Преданные своему делу лагерные врачи также были способны улучшить условия содержания в детских учреждениях за решеткой. (Одна женщина, квалифицированный педиатр, ездила даже в Москву, чтобы наверху отстаивать интересы своих маленьких пациентов и их матерей[98].) А в тех случаях, когда места нянечек доставались не уголовным преступницам, а самим матерям, сотрудницы очень трепетно относились к своему делу. Они страдали всякий раз, когда подросшего ребенка после двенадцати или восемнадцати месяцев приходилось передавать в специальные детдома[99]. (Здесь уместно отметить, что за места в тюремных яслях, как и за прочие формы «легкой» работы, в лагерях шла острая борьба.)
Даже при самом благоприятном стечении обстоятельств ребенок, родившийся в лагере, мог появиться на свет травмированным физически или психически.
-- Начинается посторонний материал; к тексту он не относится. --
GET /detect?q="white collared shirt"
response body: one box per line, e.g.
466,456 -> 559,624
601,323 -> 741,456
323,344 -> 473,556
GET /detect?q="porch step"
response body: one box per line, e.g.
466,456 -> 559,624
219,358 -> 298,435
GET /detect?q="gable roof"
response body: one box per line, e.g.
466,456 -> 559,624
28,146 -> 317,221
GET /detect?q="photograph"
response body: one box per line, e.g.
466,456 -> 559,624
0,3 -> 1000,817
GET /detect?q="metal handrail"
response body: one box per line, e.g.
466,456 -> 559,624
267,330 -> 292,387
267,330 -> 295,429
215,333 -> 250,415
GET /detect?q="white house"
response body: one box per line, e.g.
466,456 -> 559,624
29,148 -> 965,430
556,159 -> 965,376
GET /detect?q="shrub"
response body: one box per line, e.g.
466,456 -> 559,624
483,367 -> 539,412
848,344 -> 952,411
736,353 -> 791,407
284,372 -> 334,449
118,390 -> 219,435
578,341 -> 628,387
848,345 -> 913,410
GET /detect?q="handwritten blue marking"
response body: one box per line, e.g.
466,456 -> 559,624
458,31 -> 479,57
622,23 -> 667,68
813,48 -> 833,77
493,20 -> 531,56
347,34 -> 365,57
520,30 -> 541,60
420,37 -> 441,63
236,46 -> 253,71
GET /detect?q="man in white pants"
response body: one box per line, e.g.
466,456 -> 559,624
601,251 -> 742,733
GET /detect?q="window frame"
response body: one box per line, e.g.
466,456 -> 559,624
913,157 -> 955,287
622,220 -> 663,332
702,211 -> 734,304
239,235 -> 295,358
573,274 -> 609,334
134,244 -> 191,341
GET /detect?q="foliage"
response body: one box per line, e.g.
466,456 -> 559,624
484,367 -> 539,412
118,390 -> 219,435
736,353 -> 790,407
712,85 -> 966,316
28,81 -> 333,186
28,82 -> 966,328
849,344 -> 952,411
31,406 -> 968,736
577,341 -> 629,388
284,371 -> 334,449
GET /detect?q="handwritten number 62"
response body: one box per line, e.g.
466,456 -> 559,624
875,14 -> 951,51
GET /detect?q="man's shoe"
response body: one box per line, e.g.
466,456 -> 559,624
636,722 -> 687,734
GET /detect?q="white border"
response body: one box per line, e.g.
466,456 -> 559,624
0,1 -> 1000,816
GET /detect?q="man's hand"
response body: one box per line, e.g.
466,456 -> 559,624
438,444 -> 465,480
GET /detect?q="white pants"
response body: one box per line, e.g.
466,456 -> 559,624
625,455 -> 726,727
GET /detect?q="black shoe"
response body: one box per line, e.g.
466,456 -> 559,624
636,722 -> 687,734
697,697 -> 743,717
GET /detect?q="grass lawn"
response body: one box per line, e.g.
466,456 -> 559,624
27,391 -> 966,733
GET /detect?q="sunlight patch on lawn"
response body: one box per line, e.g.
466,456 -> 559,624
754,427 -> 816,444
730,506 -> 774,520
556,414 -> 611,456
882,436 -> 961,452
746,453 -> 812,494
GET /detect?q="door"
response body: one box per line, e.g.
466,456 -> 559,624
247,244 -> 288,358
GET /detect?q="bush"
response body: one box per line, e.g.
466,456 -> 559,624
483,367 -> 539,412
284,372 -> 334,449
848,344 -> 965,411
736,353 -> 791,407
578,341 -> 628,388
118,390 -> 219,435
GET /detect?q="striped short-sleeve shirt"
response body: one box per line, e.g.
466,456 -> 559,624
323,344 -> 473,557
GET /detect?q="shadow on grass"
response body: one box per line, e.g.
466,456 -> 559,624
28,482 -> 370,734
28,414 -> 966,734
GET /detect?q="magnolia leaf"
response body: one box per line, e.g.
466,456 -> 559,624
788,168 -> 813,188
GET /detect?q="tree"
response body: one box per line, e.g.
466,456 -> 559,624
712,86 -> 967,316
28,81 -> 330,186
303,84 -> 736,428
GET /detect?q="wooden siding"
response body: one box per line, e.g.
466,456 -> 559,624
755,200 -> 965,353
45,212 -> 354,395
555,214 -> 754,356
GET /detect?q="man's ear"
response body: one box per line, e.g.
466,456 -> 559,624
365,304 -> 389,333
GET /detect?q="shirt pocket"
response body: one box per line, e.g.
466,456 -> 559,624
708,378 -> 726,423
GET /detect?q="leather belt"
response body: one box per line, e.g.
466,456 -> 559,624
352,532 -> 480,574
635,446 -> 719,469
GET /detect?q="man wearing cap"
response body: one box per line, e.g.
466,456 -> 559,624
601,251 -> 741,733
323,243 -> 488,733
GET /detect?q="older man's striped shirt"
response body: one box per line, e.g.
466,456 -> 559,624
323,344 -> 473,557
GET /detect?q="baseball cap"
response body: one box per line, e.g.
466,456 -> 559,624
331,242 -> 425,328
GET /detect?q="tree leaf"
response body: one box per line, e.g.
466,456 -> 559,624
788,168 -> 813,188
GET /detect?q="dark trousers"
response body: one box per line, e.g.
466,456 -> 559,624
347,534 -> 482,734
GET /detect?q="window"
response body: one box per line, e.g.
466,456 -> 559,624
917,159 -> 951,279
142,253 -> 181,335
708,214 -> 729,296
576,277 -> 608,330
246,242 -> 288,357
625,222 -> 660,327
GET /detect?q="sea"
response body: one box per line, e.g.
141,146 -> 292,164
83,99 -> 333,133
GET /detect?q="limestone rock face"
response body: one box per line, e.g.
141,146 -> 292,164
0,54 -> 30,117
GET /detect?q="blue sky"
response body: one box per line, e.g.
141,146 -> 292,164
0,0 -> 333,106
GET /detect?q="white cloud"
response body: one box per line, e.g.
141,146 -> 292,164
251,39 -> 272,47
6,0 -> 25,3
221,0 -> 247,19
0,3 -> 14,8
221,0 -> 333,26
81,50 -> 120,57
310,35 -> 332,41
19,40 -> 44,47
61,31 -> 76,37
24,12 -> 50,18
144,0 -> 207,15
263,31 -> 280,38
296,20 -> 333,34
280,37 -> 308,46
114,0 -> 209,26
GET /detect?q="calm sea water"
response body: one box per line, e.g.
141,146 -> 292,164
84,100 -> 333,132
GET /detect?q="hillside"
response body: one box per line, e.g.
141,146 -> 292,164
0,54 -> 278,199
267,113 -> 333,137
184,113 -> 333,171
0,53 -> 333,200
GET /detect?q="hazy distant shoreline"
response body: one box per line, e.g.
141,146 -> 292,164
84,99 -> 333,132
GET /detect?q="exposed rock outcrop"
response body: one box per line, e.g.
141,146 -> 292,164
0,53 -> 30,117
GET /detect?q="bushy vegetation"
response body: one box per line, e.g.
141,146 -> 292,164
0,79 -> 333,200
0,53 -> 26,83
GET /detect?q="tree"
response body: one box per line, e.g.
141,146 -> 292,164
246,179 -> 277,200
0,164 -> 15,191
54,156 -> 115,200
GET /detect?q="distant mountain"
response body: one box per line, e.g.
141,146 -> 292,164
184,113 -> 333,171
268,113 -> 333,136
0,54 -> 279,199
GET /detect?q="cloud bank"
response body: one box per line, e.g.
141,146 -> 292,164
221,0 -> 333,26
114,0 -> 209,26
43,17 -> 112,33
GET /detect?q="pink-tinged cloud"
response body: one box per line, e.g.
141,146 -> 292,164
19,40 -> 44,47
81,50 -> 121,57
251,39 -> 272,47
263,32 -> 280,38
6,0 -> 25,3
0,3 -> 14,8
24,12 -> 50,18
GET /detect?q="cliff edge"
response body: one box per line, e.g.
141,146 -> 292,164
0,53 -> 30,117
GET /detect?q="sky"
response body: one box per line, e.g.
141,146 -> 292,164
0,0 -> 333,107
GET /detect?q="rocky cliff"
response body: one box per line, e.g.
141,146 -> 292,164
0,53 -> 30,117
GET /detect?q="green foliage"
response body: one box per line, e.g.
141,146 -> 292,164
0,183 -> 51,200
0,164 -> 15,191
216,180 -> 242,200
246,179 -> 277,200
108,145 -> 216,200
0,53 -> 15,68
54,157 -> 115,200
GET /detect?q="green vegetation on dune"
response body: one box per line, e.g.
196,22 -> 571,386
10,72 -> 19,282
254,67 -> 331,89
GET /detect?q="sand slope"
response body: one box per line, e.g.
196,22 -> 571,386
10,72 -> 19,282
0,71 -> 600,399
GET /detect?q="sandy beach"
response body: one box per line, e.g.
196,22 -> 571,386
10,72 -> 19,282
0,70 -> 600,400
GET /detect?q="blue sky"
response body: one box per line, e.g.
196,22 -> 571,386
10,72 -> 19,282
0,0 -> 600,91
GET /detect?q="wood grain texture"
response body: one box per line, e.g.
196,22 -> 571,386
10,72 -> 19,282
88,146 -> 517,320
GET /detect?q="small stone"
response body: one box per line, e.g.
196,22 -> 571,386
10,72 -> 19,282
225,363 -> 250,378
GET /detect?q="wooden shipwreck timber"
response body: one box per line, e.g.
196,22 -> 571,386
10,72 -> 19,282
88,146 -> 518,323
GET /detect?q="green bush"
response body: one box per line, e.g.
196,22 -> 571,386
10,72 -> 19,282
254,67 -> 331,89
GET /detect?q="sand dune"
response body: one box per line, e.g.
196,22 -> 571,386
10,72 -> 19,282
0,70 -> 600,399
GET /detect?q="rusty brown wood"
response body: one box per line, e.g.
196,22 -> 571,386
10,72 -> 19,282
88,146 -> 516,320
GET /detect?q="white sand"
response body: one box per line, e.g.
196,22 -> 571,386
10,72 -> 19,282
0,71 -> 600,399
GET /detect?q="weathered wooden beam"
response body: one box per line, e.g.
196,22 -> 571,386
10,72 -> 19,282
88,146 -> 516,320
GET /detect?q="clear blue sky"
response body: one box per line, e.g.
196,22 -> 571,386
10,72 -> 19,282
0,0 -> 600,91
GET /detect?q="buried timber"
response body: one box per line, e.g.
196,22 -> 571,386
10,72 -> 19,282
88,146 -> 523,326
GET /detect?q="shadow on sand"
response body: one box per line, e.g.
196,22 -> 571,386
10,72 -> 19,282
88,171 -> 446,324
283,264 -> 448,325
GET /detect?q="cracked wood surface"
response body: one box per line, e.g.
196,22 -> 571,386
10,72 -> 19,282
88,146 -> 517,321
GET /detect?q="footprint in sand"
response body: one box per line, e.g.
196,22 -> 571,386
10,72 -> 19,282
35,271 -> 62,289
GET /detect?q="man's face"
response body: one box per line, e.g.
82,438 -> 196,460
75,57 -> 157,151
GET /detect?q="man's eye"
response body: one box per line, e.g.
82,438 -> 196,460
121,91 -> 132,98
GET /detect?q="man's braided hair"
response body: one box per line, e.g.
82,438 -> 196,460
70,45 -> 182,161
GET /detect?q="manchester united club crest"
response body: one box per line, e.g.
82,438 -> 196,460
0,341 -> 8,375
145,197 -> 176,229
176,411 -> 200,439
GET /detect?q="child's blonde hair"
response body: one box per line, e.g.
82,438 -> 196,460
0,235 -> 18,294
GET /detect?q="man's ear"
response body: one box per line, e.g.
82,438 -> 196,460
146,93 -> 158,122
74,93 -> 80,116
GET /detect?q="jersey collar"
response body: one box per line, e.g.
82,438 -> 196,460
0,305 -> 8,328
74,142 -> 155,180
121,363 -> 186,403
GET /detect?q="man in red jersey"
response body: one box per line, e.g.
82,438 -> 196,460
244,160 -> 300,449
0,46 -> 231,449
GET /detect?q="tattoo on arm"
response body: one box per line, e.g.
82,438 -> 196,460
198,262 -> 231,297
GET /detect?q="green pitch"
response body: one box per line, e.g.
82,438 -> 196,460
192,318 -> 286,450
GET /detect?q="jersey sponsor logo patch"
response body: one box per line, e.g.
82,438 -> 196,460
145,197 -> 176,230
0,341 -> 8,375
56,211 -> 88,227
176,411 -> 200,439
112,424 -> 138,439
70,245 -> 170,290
Например, дочь М.К Сандратской страдала от расстройства, не позволявшего ей нормально питаться; в конце концов она угасла от слабости и недоедания[100]. А выжившие дети, если только они не сходили с ума, имели все шансы усвоить повадки циничных и жестоких старых лагерников[101]. Контакт с взрослыми преступниками стимулировал в детях криминальные наклонности; они сбивались в банды и болтались по лагерю, занимаясь кражами, а иногда даже и убивая. Практика совместного содержания таких детей с женщинами и престарелыми постоянно ставила две последние категории под угрозу словесных и физических оскорблений. Сами дети, в свою очередь, были беззащитны перед посягательствами взрослых преступников, регулярно устраивавших «аукционы», на которых вновь прибывшие малолетние распределялись в качестве сексуальных фаворитов. Они росли жестокими и необузданными, сполна пользуясь нежеланием лагерной администрации в полной мере наказывать или контролировать их[102]. Школы в лагерях едва работали, а иногда их и вовсе не было, потому в интеллектуальном и моральном развитии дети были предоставлены лишь себе и случаю. До революции о благосостоянии детей за решеткой заботились филантропы, но после 1935 года внешнюю заботу о них можно было проявить лишь в краткий период между арестом и вынесением приговора. Препятствием была не только секретность, окутывавшая деятельность лагерей; еще одним важным фактором стало восприятие таких детей как угрозы, как «чужих», выпавших из нормального детства. Подобное впечатление усугублялось насилием и агрессией, все более широко исходящими от детей-заключенных по мере их взросления.